现在我们已经训练了自定义车牌检测器，是时候进入 ALPR 的第二步，即文本识别。

文本识别是通过理解和分析其潜在模式从场景中识别文本的过程。它也称为光学字符识别或 OCR。它还可以用于各种应用，如文档阅读、信息检索、货架产品识别等等。OCR 可以被训练或用作预训练模型。在本文中，将使用一个预训练的 OCR 模型。

PaddleOCR

PaddleOCR 就是这样一种用于 OCR 的框架或工具包。PaddleOCR为用户提供多语言实用 OCR 工具，帮助用户在几行代码中应用和训练不同的模型。PaddleOCR 在其工具包中提供了很多模型，包括 PP-OCR，一系列高质量的预训练 OCR，最新的算法如 SRN，以及流行的 OCR 算法如 CRNN。

PaddleOCR 还提供了不同类型的模型，无论是轻量级（占用较少内存的模型）还是重量级（占用大量内存的模型），以及可自由使用的预训练权重。

OCR 比较

如上一节所述，PaddleOCR 提供了各种模型，在准确性和速度的情况下比较哪个模型表现良好始终是一个好习惯。

这些模型在IC15 数据集上进行了测试，该数据集是一个附带的场景文本数据集，仅包含英文单词。它包含 1000 张训练图像，但它是在其中随机的 500 张图像上进行测试的。该模型使用称为 Levenshtein 距离的字符串相似性度量进行测试。Levenshtein 距离是在一个字符串中实现另一个字符串所需的更改。距离越小模型越好。在 Tesla K80 GPU 上使用 Levenshtein 距离在IC15数据集上测试了三个模型。

重点将放在轻量级 PPOCRv2(11.6M) 上。它在速度、准确性之间取得了很好的平衡，而且非常轻巧（即占用的内存非常少）。它还提供对英文和中文的支持。有关 OCR 比较代码，请参阅此处。

OCR 实施

现在，是时候实施选定的 OCR 模型了。PaddleOCR 将在几行代码中实现，并将为我们的 ALPR 系统创造奇迹。
首先，让我们安装所需的工具包和依赖项。这些依赖项和工具将帮助我们访问 OCR 实施所需的所有文件和脚本。

pip install paddlepaddle-gpu
pip install "paddleocr>=2.0.1"

安装完成后，OCR 需要根据我们的要求进行初始化。

from paddleocr import PaddleOCR
ocr = PaddleOCR(lang='en',rec_algorithm='CRNN')

使用PaddleOCR 我们初始化 OCR，它需要几个参数，它们是：

lang – 指定要识别的语言
det_algorithm – 指定使用的文本检测算法
Rec_algorithm– 指定使用的识别算法

对于 ALPR，只会传递两个参数，即语言和识别算法。在这里，我们使用lang 了英语和 CRNN 识别算法，在这个工具包中也称为 PPOCRv2。

只需一行代码即可使用此 OCR。

result = ocr.ocr(cr_img, cls=False, det=False)

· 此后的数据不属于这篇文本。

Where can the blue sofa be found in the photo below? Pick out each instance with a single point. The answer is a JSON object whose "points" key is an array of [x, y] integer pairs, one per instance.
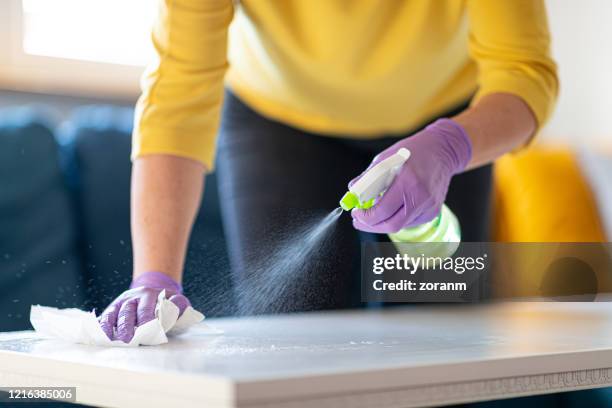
{"points": [[64, 217]]}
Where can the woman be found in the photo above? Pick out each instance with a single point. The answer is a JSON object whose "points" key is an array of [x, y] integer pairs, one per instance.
{"points": [[315, 90]]}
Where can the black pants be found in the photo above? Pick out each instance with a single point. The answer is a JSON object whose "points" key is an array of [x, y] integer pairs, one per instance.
{"points": [[273, 179]]}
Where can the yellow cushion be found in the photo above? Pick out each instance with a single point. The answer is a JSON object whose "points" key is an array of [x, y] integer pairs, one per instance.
{"points": [[541, 196]]}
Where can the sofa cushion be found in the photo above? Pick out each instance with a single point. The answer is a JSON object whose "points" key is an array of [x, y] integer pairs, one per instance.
{"points": [[38, 258], [97, 146]]}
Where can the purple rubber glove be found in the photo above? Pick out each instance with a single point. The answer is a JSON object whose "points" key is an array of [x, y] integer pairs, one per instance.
{"points": [[136, 306], [438, 152]]}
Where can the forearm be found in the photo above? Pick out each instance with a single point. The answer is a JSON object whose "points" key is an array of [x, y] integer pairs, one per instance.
{"points": [[497, 124], [166, 194]]}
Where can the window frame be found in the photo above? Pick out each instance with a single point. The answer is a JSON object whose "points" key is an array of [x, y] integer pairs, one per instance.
{"points": [[24, 72]]}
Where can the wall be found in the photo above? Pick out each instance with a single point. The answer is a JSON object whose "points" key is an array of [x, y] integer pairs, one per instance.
{"points": [[582, 46]]}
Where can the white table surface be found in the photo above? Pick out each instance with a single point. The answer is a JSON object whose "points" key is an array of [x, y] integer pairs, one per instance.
{"points": [[409, 356]]}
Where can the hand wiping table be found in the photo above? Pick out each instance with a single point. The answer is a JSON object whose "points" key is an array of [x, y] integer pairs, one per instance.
{"points": [[78, 326]]}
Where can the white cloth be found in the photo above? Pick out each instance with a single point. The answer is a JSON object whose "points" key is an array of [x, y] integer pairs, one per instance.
{"points": [[78, 326]]}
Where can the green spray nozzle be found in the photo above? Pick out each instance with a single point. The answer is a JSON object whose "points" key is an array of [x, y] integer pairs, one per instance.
{"points": [[374, 182], [350, 201]]}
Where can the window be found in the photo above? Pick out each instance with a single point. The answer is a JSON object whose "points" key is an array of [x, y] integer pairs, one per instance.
{"points": [[89, 47]]}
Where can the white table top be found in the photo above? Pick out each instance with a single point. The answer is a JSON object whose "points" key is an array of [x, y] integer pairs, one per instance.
{"points": [[409, 356]]}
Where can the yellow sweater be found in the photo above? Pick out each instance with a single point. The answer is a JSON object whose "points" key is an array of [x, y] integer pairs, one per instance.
{"points": [[349, 68]]}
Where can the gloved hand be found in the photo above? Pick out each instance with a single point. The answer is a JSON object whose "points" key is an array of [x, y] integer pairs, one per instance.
{"points": [[438, 152], [136, 306]]}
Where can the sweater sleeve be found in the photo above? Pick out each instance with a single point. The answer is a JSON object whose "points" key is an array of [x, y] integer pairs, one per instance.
{"points": [[510, 42], [178, 112]]}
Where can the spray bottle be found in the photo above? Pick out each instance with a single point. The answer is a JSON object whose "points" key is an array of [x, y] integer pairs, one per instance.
{"points": [[443, 229]]}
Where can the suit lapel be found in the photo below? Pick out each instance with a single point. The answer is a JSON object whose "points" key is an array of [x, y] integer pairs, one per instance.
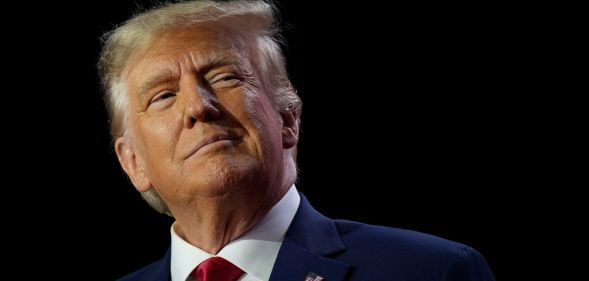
{"points": [[309, 240], [160, 271]]}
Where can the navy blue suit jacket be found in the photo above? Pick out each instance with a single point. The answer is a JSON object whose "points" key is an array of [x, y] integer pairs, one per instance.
{"points": [[340, 250]]}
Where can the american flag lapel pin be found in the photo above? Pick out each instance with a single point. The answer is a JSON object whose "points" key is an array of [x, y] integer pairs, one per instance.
{"points": [[311, 276]]}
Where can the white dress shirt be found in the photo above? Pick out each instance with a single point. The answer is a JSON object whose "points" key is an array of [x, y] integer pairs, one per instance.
{"points": [[254, 252]]}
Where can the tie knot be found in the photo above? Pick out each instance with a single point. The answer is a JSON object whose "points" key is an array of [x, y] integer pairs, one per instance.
{"points": [[216, 269]]}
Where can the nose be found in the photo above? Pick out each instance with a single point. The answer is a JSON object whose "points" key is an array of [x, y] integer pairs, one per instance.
{"points": [[202, 106]]}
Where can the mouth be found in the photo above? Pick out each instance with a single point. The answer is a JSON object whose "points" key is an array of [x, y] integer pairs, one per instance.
{"points": [[211, 140]]}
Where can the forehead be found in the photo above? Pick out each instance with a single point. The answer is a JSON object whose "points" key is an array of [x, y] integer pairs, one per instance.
{"points": [[187, 46]]}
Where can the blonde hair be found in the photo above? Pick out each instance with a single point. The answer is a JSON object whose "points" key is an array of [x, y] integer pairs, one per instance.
{"points": [[251, 18]]}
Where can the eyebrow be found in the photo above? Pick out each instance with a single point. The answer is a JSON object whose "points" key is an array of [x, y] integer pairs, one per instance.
{"points": [[205, 63]]}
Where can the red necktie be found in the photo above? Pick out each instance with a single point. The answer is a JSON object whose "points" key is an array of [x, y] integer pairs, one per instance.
{"points": [[216, 269]]}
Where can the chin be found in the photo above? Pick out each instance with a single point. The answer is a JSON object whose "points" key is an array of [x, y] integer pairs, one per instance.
{"points": [[222, 175]]}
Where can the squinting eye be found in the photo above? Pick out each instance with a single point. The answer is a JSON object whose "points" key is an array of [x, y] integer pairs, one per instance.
{"points": [[225, 80], [163, 96]]}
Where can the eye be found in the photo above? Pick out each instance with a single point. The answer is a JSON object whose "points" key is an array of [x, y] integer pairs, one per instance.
{"points": [[225, 80], [163, 96]]}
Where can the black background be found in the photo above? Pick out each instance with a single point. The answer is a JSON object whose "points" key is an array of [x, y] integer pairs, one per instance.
{"points": [[411, 119]]}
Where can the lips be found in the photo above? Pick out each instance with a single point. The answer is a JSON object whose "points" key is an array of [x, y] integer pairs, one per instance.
{"points": [[209, 140]]}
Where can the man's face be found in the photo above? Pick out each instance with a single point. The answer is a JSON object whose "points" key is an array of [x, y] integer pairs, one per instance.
{"points": [[199, 121]]}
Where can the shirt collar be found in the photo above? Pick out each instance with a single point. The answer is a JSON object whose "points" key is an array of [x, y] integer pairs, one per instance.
{"points": [[263, 242]]}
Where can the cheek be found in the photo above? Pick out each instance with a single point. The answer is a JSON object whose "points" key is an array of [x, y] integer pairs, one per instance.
{"points": [[159, 138]]}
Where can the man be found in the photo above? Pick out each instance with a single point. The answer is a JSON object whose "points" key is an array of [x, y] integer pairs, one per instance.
{"points": [[206, 124]]}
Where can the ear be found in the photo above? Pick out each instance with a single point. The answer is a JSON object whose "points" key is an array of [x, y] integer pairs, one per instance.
{"points": [[132, 164], [290, 129]]}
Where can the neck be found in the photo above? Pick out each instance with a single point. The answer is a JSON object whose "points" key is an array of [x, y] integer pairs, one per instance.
{"points": [[211, 223]]}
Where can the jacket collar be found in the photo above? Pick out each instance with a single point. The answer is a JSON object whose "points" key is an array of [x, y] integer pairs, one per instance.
{"points": [[306, 248]]}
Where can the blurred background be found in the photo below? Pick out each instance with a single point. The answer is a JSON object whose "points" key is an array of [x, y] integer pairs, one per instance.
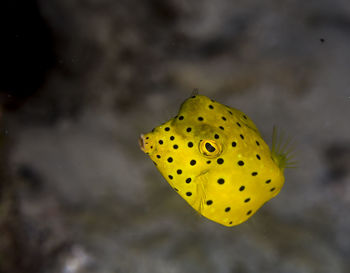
{"points": [[82, 79]]}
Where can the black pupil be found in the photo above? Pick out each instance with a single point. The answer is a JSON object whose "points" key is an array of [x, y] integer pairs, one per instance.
{"points": [[209, 147]]}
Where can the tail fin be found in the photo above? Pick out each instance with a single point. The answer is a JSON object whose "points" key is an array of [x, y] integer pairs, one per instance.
{"points": [[283, 150]]}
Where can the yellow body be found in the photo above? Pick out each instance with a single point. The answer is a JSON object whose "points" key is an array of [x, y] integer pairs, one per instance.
{"points": [[215, 158]]}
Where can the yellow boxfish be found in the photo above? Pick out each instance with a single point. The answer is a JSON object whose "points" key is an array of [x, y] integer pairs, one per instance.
{"points": [[215, 158]]}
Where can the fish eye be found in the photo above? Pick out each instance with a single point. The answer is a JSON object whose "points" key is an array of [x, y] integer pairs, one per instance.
{"points": [[209, 148]]}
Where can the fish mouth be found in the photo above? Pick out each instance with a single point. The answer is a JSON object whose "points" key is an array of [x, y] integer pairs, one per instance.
{"points": [[142, 142]]}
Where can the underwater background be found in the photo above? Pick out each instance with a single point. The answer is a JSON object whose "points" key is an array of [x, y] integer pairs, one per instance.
{"points": [[81, 80]]}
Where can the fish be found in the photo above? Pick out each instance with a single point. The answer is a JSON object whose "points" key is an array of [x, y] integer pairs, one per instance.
{"points": [[215, 158]]}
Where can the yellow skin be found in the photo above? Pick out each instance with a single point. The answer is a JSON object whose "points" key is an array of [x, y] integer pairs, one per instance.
{"points": [[221, 166]]}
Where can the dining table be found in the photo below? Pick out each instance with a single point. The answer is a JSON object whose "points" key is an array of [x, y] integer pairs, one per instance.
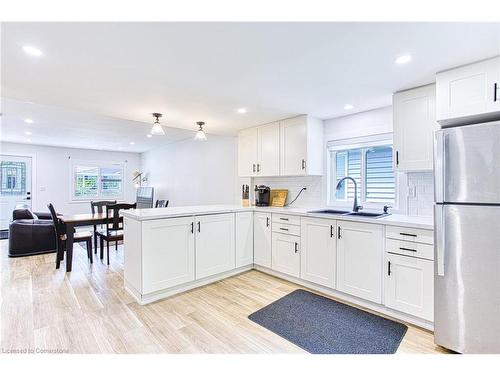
{"points": [[79, 220]]}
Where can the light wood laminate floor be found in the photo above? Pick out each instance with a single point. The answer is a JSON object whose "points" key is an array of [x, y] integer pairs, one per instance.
{"points": [[88, 311]]}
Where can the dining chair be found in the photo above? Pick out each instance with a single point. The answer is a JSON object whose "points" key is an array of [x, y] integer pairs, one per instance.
{"points": [[161, 203], [114, 226], [60, 232]]}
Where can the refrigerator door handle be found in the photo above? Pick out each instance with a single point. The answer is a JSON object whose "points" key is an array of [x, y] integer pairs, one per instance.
{"points": [[439, 165], [439, 238]]}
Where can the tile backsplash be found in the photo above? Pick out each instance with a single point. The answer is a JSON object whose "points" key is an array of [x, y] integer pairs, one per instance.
{"points": [[420, 194]]}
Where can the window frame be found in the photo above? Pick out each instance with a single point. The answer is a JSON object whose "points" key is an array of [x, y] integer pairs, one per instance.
{"points": [[73, 164], [363, 143]]}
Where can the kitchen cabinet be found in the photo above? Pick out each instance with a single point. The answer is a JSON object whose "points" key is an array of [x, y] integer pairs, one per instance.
{"points": [[359, 259], [215, 244], [168, 255], [247, 152], [409, 285], [262, 239], [301, 146], [244, 238], [286, 254], [318, 251], [469, 93], [414, 122]]}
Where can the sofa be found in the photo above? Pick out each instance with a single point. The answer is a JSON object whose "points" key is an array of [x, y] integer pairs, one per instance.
{"points": [[31, 233]]}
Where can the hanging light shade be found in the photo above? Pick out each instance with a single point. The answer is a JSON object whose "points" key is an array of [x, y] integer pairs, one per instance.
{"points": [[200, 134], [157, 129]]}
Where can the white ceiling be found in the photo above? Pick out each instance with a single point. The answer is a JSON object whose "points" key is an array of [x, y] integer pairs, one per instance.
{"points": [[206, 71]]}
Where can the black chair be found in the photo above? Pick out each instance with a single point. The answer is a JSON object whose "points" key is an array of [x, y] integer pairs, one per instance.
{"points": [[60, 232], [114, 226], [161, 203], [99, 205]]}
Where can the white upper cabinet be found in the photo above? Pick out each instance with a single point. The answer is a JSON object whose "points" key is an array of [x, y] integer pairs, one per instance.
{"points": [[244, 238], [414, 126], [359, 259], [268, 150], [318, 251], [291, 147], [301, 146], [469, 93], [247, 152], [215, 244]]}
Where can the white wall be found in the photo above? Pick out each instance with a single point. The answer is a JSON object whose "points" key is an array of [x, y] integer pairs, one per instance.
{"points": [[51, 173], [191, 172]]}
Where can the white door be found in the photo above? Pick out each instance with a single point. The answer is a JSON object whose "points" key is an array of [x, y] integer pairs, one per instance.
{"points": [[268, 150], [168, 253], [318, 251], [262, 239], [244, 239], [15, 186], [286, 254], [247, 152], [215, 244], [409, 285], [414, 126], [468, 90], [359, 259], [294, 146]]}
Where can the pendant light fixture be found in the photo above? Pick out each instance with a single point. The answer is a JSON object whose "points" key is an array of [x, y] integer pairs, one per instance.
{"points": [[200, 134], [157, 128]]}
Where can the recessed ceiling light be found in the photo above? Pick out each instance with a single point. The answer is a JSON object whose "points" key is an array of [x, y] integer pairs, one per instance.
{"points": [[33, 51], [403, 59]]}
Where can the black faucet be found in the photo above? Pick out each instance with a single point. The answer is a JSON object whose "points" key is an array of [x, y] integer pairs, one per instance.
{"points": [[355, 207]]}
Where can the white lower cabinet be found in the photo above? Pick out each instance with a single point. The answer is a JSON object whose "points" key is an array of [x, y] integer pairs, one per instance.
{"points": [[244, 238], [318, 251], [215, 244], [168, 255], [262, 239], [409, 285], [286, 254], [359, 259]]}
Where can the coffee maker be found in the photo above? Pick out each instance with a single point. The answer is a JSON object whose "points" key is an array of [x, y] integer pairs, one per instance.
{"points": [[262, 195]]}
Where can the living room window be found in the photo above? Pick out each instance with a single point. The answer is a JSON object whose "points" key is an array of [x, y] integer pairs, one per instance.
{"points": [[369, 162], [92, 181]]}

这里，cr_img 是传递给 OCR 的图像cls ，det 是设置为 false 的参数，因为在我们的 ALPR 管道中不需要文本检测器和文本角度分类器。

推理

现在车牌检测器已经完全训练好了，OCR 已经准备就绪。是时候将所有这些放在一起并投入使用了。为此，我们将创建一些辅助函数来一次性访问所有功能。
首先，我们将创建一个函数，该函数通过将图像和坐标作为参数来负责裁剪图像，我们称之为crop()。

def crop(image, coord):
  # Cropping is done by -> image[y1:y2, x1:x2].
  cr_img = image[coord[1]:coord[3], coord[0]:coord[2]]
  return cr_img

图像测试

为了在图像上执行 ANPR，我们将创建一个最终函数，比如test_img() 在一个地方执行检测、裁剪、OCR 和输出绘图。
在此之前，我们将初始化一些对整篇博文都有帮助的变量。

# Variables storing colors and fonts.
font = cv2.FONT_HERSHEY_SIMPLEX
blue_color = (255,0,0)
white_color = (255,255,255)
black_color = (0,0,0)
green_color = (0,255,0)
yellow_color = (178, 247, 218)

def test_img(input, config_file, weights, out_path):
  # Loading darknet network and classes along with the bbox colors.
  network, class_names, class_colors = darknet.load_network(
            config_file,
            data_file,
            weights,
            batch_size= batch_size
        )

  # Reading the image and performing YOLOv4 detection. 
  img = cv2.imread(input)
  bboxes, scores, det_time = yolo_det(img, config_file, data_file, batch_size, weights, thresh, out_path, network, class_names, class_colors)

  # Extracting or cropping the license plate and applying the OCR.
  for bbox in bboxes:
    cr_img = crop(img, bbox)
    result = ocr.ocr(cr_img, cls=False, det=False)
    ocr_res = result[0][0]
    rec_conf = result[0][1]

    # Plotting the predictions using OpenCV.
    (label_width,label_height), baseline = cv2.getTextSize(ocr_res , font, 2, 3)
    top_left = tuple(map(int,[int(bbox[0]),int(bbox[1])-(label_height+baseline)]))
    top_right = tuple(map(int,[int(bbox[0])+label_width,int(bbox[1])]))
    org = tuple(map(int,[int(bbox[0]),int(bbox[1])-baseline]))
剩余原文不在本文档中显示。